2.  It is an easy adjustment to not throw the shells in the garbage.

She said what?  Don’t throw them away???

This bowl is an accumulation of about 4 dozen shells, collected over 2 weeks or so.  (good grief, we ate 16 for dinner last night …)  It is one of my biggest annoyances to send biodegradable stuff to a landfill.  Eggshells, in particular, are extremely nutritious for our environment.  Did you know that chickens can and should eat eggshells to increase their calcium to produce better eggs?  Google it.

http://www.backyardchickens.com is a great resource if you want to keep chickens in your backyard …

… which I highly recommend.

… But I digress …

OK, so what do I suggest you do with your eggshells?

Trust me, they will NOT smell or attract bugs while they dry out.  Even in my tiny RV, I can spare a little counter space for a bowl or some other vessel to hold the shells.  They need a little breathing room, so try not to stack the halves inside of each other.  After a few days – (or less, if you choose to put the bowl on the hood of your car in the sun for an afternoon or two) – they will be dry enough to pound into tiny pieces.  This activity is an excellent way to work out your frustrations.  Kids love to do it, too.  No fancy tools required:  just use the bottom of a glass, or a jar, or a wooden spoon to pulverize them.  (a mortar and pestle will work better than plastic, but i said “no fancy tools”)  Try to get the pieces as much like powder as possible.

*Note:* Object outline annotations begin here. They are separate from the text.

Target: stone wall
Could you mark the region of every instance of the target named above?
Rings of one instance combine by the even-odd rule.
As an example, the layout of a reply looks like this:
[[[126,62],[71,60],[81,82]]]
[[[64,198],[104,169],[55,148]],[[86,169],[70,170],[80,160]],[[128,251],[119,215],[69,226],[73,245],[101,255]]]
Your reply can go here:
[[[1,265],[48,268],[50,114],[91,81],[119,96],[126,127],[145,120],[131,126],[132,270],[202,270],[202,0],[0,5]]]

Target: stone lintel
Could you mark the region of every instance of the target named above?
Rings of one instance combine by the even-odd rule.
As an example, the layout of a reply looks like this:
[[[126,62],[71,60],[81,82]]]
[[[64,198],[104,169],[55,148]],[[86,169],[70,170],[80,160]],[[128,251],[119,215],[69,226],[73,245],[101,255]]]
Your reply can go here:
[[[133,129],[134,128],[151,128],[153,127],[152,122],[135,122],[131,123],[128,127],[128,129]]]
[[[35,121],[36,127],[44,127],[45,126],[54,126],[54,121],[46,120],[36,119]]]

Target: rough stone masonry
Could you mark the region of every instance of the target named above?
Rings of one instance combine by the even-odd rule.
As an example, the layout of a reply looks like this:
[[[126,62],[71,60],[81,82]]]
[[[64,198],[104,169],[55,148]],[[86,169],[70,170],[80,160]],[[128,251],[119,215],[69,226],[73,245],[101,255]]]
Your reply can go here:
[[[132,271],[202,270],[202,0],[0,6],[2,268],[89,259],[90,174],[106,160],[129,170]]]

When they are not identifiable as eggshells, you can spread them in ANY flower bed or potted plant without anyone knowing what you are doing!  If you have a worm bin, this is excellent food for them.

**And as a bonus lesson, pay attention to where your eggs come from.  Did you know that “cage-free” isn’t necessarily a good thing?  Farmers can cram thousands of chickens in a barn, where they never see light of day – but they aren’t in CAGES.  Many still use antibiotics and most trim the beaks … and I won’t even tell you how short their lives are …  Start in your backyard, or at least your community.  Yes, they are probably more expensive, but they are BETTER!

Hooray!  Look what you learned on the internet today!!

Love, from your hippie friend,



2 responses »

  1. Could not agree with you more! When we had our sticks & bricks, we had a dozen chickens, nine of which were egg laying (six Rhode Island Reds, one Turkin, a Gold Comet and a Barred Rock. The three roosters were gorgeous Leghorns; but, not very friendly – so, they were isolated most if the time. The RI Reds produced the most. Talk about hearty eggs! And the flavor they provided was outstanding. We have noticed the price of backyard eggs cost about 2-3 dollars per dozen. Well worth it.
    Great post! It brought back many fond memories of having chickens…

    • i was payin $5 per dozen in Oregon! We just won’t have eggs if i can’t get backyard eggs. after having hens of our own, nothing else makes sense.